Geochemistry of subduction zone processes

From his work on subduction zone processes in island-arc systems, McCulloch has also made important contributions to our knowledge of how continental crust is produced. The study of McCulloch and Perfitt (1981) provided a good example of how trace element and isotopic systematics can together provide powerful constraints on the sources of magmatic rocks. It was shown that the incompatible elements are largely decoupled from isotopic variations, consistent with the role of fluids in transporting incompatible elements from the subducting slab.
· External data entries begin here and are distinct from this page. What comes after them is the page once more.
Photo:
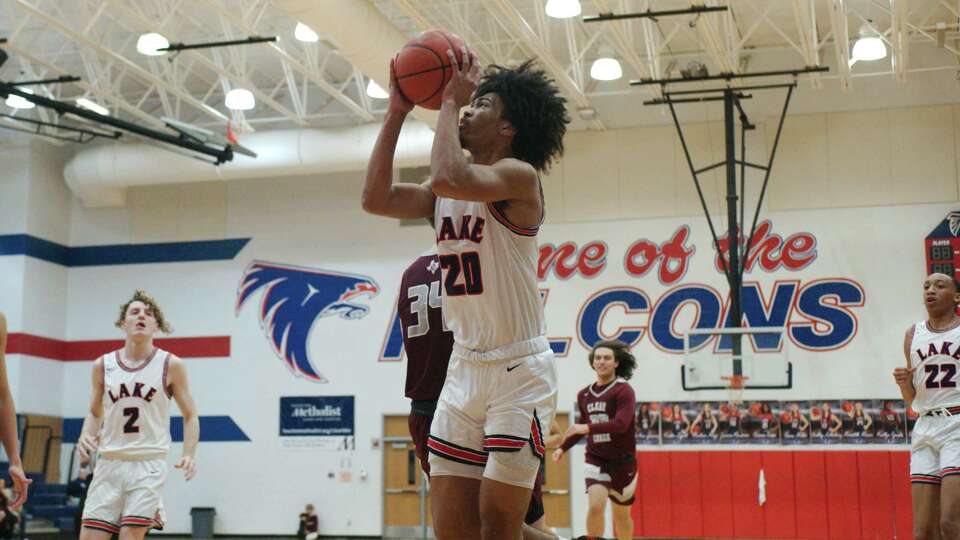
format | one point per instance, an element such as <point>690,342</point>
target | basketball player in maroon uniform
<point>8,426</point>
<point>427,344</point>
<point>609,408</point>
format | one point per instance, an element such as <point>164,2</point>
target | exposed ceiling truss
<point>310,85</point>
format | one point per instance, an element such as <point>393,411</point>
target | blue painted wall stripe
<point>116,254</point>
<point>212,429</point>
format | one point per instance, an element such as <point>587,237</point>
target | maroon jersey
<point>610,412</point>
<point>426,342</point>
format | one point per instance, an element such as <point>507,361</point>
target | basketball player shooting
<point>928,384</point>
<point>8,426</point>
<point>486,439</point>
<point>608,419</point>
<point>128,427</point>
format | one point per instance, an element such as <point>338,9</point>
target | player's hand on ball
<point>189,466</point>
<point>21,485</point>
<point>466,77</point>
<point>903,376</point>
<point>86,447</point>
<point>398,103</point>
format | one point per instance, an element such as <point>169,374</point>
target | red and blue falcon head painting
<point>294,298</point>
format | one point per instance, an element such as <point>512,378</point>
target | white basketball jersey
<point>936,355</point>
<point>136,407</point>
<point>491,301</point>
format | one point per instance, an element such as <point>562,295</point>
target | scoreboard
<point>943,246</point>
<point>942,254</point>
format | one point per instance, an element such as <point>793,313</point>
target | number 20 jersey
<point>490,293</point>
<point>936,357</point>
<point>136,407</point>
McCulloch and Gamble (1991) developed a geochemical and dynamical model for the operation of subduction zones which attempts to account for their generally enriched incompatible element but depleted HFSE (high field strength element) characteristics. He has also been involved in the study of high Mg boninite lavas (McCulloch and Cameron, 1983, Cameron et al., 1983, Nelson et al., 1984 and Fallon et al., 1989) and in the case of the controversial Troodos Ophiolite (McCulloch and Cameron, 1983) clearly showed that it was produced in a subduction related setting, now a generally accepted finding. In collaboration with Dr R.T. Gregory and coworkers, MCulloch also undertook one of the first detailed Nd-Sr and oxygen isotopic studies of obducted oceanic crust, the Samail Ophiolite complex (McCulloch et al., 1980,1981). These studies showed that the Samail Ophiolite has back-arc affinities rather than being representative of 'normal' oceanic crust and provided insights into the effects of sea-floor hydrothermal alteration.

Isotopic anomalies in meteorites

In the early stages of his career, McCulloch working with Professor G.J. Wasserburg from the California Institute of Technology, made some of the first discoveries of 'heavy element' isotopic anomalies in Ba, Nd and Sm in the Allende meteorite. This discovery (McCulloch and Wasserburg, 1978ab) was important, as prior to that time only oxygen anomalies had been identified whose nucleosynthetic origin was uncertain. The discovery of the anomalies in the high Z elements clearly identified an r-process late-stage spike probably associated with nucleosynthethesis in a supernovae.